I heard one pastor say we need to stop thinking of a blond haired Jesus with soft hands.
🏆🏆🏆
I would argue that the Passion of the Christ is an example of images that allow one to visualize in a relatively accurate and powerful way what our Savior went through for us. The bearing of our sins in order to receive the wrath of God on our behalf, of course, could not be depicted visually. And yet, the appearance of Satan in the garden as Jesus prayed and in the crowd as he carried the cross gave a sense of the spiritual dimension of the crucifixion. When I viewed the movie, I did not worship the image on the screen, but it was like a love letter that captured my heart in a way that the words on a page had not, causing me to be willing for God to change me in a way I had not been up until that point. The scene of the Stone Table in the Lion, Witch and Wardrobe is another example of this same phenomenon. Viewing Aslan surrounded by the demonic horde and the White Witch at the moment of his death, after seeing the negotiation for Edmund’s soul earlier that day, very powerfully showed the love for the single sinner who had drunk the hot chocolate and eaten the Turkish Delight and deserved no such compassion. The 2nd Commandment is about the heart condition that worships and trusts anything that is not Divine. If that were not the case, we would be against all art of any kind that pictures any person or animal as Islam prohibits. It is important not to go beyond what the Bible actually teaches. The Pharisees themselves were guilty of doing this, and Jesus called them out for it (their perception of the Sabbath, their tithing the tiniest thing while neglecting the weightier issues. We, as humans, can have a tendency to strive to be law keepers, focusing on the letter rather than the spirit of the Law, and actually lose sight of the freedom we have in Christ. It think this is an area that could tempt the law keeper in us all if we allow it.
Jeff,
“Relatively accurate”? On what basis do you say that? Was Jesus tall or short? Was he heavy or thin? Was he dark or light skinned?
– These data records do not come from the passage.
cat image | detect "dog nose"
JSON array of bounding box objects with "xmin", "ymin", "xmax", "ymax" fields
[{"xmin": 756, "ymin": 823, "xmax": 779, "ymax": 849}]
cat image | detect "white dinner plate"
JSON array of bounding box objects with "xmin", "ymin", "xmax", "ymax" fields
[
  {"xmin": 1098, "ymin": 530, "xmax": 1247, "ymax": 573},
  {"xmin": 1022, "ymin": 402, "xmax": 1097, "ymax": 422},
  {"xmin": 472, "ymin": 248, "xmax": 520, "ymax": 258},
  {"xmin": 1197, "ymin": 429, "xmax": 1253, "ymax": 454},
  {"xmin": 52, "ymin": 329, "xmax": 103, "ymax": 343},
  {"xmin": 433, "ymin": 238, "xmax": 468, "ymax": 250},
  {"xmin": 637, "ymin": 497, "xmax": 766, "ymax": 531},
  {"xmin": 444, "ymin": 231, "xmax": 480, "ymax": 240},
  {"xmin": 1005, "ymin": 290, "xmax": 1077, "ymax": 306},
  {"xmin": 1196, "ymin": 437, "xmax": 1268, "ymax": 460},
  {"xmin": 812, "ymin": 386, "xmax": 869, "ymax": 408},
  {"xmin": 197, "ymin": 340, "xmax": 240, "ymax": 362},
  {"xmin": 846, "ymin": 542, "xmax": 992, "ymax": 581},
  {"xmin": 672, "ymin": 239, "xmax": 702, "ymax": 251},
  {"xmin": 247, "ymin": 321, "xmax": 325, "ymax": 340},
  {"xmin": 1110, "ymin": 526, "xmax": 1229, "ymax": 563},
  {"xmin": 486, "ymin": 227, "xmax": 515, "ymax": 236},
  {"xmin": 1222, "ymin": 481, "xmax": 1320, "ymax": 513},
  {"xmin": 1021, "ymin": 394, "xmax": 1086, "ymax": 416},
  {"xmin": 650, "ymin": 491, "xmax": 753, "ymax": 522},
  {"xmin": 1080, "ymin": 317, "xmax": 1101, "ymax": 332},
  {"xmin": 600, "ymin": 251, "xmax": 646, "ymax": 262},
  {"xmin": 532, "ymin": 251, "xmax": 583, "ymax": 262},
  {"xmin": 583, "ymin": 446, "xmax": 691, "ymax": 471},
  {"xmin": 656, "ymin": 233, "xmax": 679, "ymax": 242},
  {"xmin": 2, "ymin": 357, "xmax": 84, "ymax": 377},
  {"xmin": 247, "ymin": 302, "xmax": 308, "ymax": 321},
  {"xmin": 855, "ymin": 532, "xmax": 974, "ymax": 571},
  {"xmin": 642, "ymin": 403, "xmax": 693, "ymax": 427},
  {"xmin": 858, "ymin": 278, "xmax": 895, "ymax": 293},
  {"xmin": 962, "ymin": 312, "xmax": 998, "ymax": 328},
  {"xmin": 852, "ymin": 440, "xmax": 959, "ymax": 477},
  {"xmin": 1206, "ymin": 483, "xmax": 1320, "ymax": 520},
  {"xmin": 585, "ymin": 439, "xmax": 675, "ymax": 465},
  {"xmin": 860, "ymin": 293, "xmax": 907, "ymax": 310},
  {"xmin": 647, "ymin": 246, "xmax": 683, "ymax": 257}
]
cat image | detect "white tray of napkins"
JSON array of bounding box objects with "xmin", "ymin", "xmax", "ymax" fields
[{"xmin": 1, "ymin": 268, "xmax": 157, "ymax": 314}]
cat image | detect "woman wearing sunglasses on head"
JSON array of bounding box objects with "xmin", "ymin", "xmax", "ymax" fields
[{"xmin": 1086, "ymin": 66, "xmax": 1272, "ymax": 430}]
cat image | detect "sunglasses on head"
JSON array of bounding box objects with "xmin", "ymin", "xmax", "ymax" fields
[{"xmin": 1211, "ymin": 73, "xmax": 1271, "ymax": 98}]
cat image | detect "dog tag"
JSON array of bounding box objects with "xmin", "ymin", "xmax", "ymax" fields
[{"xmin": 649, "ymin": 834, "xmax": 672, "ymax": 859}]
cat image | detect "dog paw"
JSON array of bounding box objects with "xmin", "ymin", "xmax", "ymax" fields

We don’t know the answers to any of those questions.
Thus, every imagination of Jesus is just that: imagination.
Where has God commissioned or commanded a representation of himself?
How is it possible to depict his humanity without becoming Nestorian?
The 2nd commandment is about the heart condition but we may not excuse violations on the basis of good intentions.
The Pharisees abused the law by adding their own commandments to it and then excusing themselves from God’s actual law.
The law itself is quite clear: we may make no representations of God. Jesus is God. Ergo, we may not represent him.
Why aren’t the two divinely commanded representations, Baptism and the Holy Supper enough?
Check out the HB resource page on images.
This tendency to overreach scripture with humanly contrived images is true of other characters as well. Take Samson, for example. He is often depicted as a man built like Hulk Hogan or Arnold Schwarzeneger as a testimony of his amazing strength. But as I read and re-read those passages from Judges I’m convinced that he looked like any other ordinary man whose strength came directly from God, which is probably why the Philistines were so confused about the source of that strength.
“What other types of education have considered information known to be false as helpful for communicating truth?”, you ask. Well, education that pushes the lies of trans ideology into the minds of children is a primary example.